Brian Cowen making 'slow and steady progress' after stroke

His wife Mary and daughters, Sinéad and Meadhbh, provided an update on his health at the Laois-Offaly election count in recent days.

Brian Cowen making 'slow and steady progress' after stroke

Former Taoiseach Brian Cowen is making "slow and steady progress" after suffering a "very bad stroke and a bleed to the brain" last July.

His wife Mary and daughters, Sinéad and Meadhbh, provided an update on his health at the Laois-Offaly election count in recent days.

Mrs Cowen said on Midlands 103 radio that she "really couldn't say" when the former Taoiseach will be able to return home and that he has a "long road" ahead of him.

She said he is more positive, though, and that he is making progress.

Mr Cowen is continuing to receive treatment but is no longer in a full hospital setting following a bleed to the brain last July.

Brian is now starting to see the progress himself, Mary said: "He's beginning to see progress now himself which is very encouraging for him, whereas we've seen progress before him because we've been with him from day-one when he was very seriously ill."

He's very encouraged by what he's doing at the moment, he's very determined and hopes to walk again and get out and come home soon.

She said that Mr Cowen "hadn't been feeling well for a few days" before collapsing and suffering a stroke.

He was due to attend to the Beacon on July 4 for a routine procedure.
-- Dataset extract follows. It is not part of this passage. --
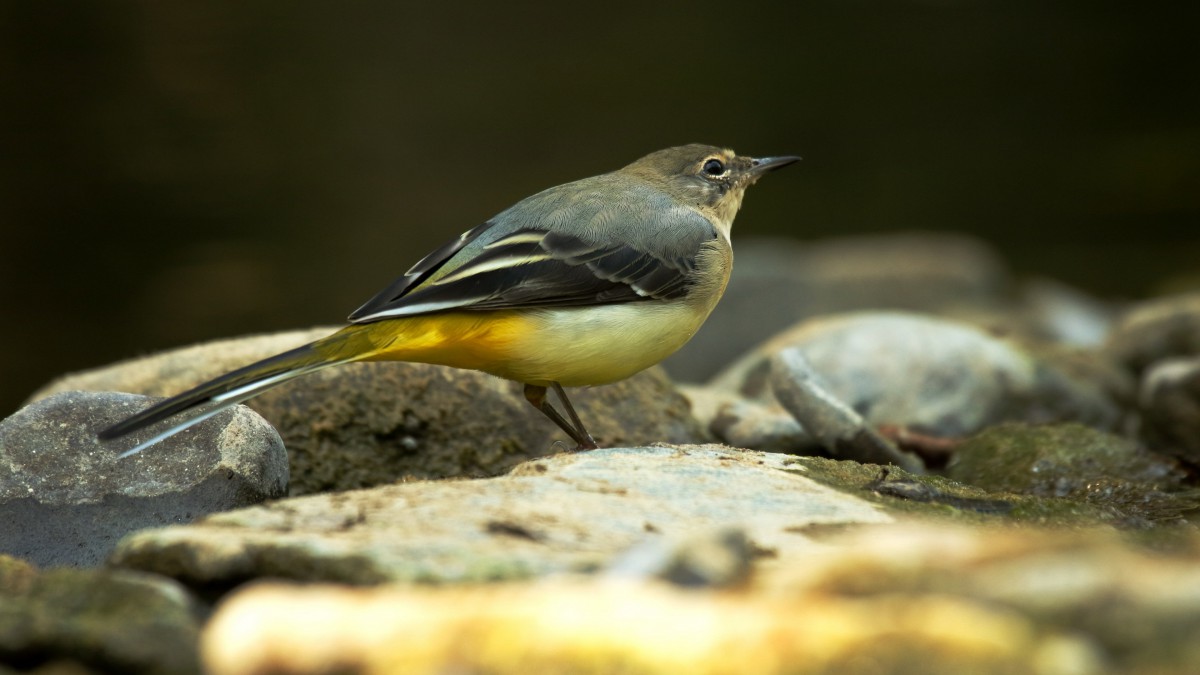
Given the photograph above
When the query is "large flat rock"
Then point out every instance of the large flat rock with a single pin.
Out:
(564, 513)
However, that night, he "collapsed and he had a very bad stroke and a very bad bleed to the brain", Mrs Cowen said.

He was transferred quickly to St Vincent's Hospital in Dublin where he was resuscitated and transferred to the ICU. He remained in Vincent's for five months.

"He is now in rehab and that's what he is at at the moment," Mrs Cowen said.

He is now working on his rehabilitation, undergoing various therapies and strengthening up in the gym with various exercises.

Mary and her daughters attended the count centre in Portlaoise to watch Barry Cowen be returned to the Dáil for the third time. It was the first time he was elected without his brother by his side.

But, Mary said, Brian was keeping a close eye in the hospital: "He is watching with great interest: he would be here [at the count] if he was well enough. He still has great interest. He is in good spirits."

Mary was joined by her daughters, Sinéad and Meadhbh.

Sinéad told Midlands 103 that "it has been very difficult" for the whole family, while Meadhbh criticised the "uncalled for" negative comments that appeared on social media in the wake of her father's illness.

"He is a person, at the end of the day, and he went through a really traumatic time," she said.

Mrs Cowen said she ignored any negative comments made about her husband in the wake of his health scare and insisted that the overall response was a positive outpouring of well wishes. She thanked those who passed on messages of support to Brian, herself and their family.